Nature Conservancy Kick-Starts Ship Bottom ‘Living Shoreline’

Oct 03, 2018
File Photo by: Ryan Morrill

After initially begin turned down, Ship Bottom recently received a $35,000 Living Shoreline Grant from the state chapter of the Nature Conservancy for the engineering design and permitting of a project at Shore Avenue Park. The area in question is the western side of Ninth through 12th streets and south of the East Thorofare Bridge, part of the Causeway.

“It’s very important,” Councilman Joe Valyo said of the borough receiving the funds. “We couldn’t go anywhere without this. It’s exactly what we need to move forward.”

A natural, or living, shoreline uses sand fill, indigenous wetland plants and stone to preserve the shoreline and save the habitat from further destruction. Fixing the erosion problem there would help minimize flooding and runoff in the area and along Shore Avenue, according to the councilman.

“The project they’ve proposed is to design and eventually build a ‘hybrid’ living shoreline,” said John Truscinski, coastal resilience manager for the state chapter of Nature Conservancy. “It’s a win-win for people and nature, exactly the type of project TNC-NJ is looking to support with these grants.”

A living shoreline absorbs wave energy, negating its ability to erode the coastline. It also reduces nutrient runoff while maintaining the natural ecology of an area. Bulkheads perform in the exact opposite way of a natural shoreline, reflecting wave energy and increasing attrition. They are expensive to sustain and aren’t a long-lasting answer.

The area in question is eroding into the bay and causing harm on shore, Valyo said.

In announcing Ship Bottom’s grant, the Nature Conservancy noted, “The Shore Avenue Park living shoreline will be a great demonstration project for coastal communities interested in designing and building living shorelines in the Barnegat Bay watershed.”

The U.S. Department of Interior’s Fish and Wildlife Services agrees, issuing a letter of support for the borough’s project to Mayor William Huelsenbeck earlier this year.

“The anticipated outcomes for this project are increased habitat for native fish and wildlife and decreased shoreline erosion. This project aligns itself with the service’s priorities of improving habitat for migratory fish and increasing coastal resiliency,” Eric Schrading, field supervisor, said in a May letter to the mayor.

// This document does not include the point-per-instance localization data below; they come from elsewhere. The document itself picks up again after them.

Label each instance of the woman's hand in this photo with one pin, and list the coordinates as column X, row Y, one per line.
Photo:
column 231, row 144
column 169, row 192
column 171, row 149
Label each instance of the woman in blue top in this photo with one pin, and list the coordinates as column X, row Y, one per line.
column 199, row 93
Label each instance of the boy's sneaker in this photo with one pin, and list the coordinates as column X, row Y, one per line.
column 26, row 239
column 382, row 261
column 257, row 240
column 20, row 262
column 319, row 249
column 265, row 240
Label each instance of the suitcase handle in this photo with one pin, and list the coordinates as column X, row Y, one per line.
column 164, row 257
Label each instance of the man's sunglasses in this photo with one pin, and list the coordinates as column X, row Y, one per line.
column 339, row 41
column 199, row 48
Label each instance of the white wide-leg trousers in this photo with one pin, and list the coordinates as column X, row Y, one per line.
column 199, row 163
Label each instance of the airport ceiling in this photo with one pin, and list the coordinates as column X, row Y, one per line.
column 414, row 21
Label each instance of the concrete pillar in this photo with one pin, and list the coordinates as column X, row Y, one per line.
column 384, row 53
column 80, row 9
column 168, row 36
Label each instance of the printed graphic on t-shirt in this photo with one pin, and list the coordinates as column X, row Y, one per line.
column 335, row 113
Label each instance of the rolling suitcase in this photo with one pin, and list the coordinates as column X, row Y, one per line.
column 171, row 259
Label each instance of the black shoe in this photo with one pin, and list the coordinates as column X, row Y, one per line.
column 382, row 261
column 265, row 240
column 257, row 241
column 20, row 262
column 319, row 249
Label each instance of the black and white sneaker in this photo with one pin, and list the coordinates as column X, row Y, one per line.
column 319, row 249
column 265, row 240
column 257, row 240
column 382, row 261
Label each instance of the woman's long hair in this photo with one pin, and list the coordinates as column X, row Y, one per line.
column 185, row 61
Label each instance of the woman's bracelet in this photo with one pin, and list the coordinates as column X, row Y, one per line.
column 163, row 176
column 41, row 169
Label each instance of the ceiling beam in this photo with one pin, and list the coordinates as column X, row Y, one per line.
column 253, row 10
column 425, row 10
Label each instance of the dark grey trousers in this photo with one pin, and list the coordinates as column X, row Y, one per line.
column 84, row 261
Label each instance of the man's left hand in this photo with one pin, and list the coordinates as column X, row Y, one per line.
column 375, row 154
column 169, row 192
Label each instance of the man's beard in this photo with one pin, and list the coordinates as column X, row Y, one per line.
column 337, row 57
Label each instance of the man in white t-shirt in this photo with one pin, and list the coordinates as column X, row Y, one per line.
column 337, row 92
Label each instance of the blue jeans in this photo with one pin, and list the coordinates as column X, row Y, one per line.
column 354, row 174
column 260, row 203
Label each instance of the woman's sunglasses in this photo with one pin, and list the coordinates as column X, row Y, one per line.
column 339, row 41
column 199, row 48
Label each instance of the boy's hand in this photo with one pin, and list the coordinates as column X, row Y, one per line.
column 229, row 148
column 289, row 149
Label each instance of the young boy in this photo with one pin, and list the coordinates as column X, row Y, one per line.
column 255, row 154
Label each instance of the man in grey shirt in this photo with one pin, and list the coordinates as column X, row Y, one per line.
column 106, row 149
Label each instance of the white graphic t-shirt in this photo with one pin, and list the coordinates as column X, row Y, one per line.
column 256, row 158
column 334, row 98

He said the borough’s proposal to mitigate erosion utilizing a combination of wave-attenuating breakwater structures and sediment-stabilizing vegetation is the preferred alternative to bulkheading the shoreline.

Valyo, who has spearheaded the living shoreline project idea, agrees, saying it just makes sense for it in the area. He acknowledges there are other areas in the borough where a living shoreline just wouldn’t work, such as the end of Central Avenue and 28th Street, where the county is expected to replace a berm with a bulkhead sometime this fall.

In June, the Ship Bottom Council unanimously approved the purchase of a parcel of land to the south of the boat ramp to enhance the borough’s chances of getting funding for a living shoreline there. At that time, Huelsenbeck noted the privately owned lot was underwater. The borough paid $40,000 for the parcel and now owns the bayfront from the northernmost section of the boat ramp to the south side.

“We’ve lost 60 feet of land there due to erosion. We have to get the land put back,” Valyo has said, noting the more erosion that occurs, the quicker the land is lost. “It’s so weak now. We have to build it back up.”

A living shoreline, while still a relatively new concept in New Jersey, has been used nationwide for years. In the Long Beach Island region, Little Egg Harbor Township, acting as the lead agency for neighboring Tuckerton, awarded a contract for two separate living shoreline projects. The Iowa Court project in Little Egg Harbor includes shoring up an eroded cul-de-sac and creating a hybrid living shoreline, called so because it contains a hard structure.

In Tuckerton, the South Green Street living shoreline project contains two separate sections. The first is located along the cove that has eroded within feet of the roadway. The second section would continue from a point of land jutting out into the cove to the bulkhead at South Green Street Park. It was a beach in the 1960s.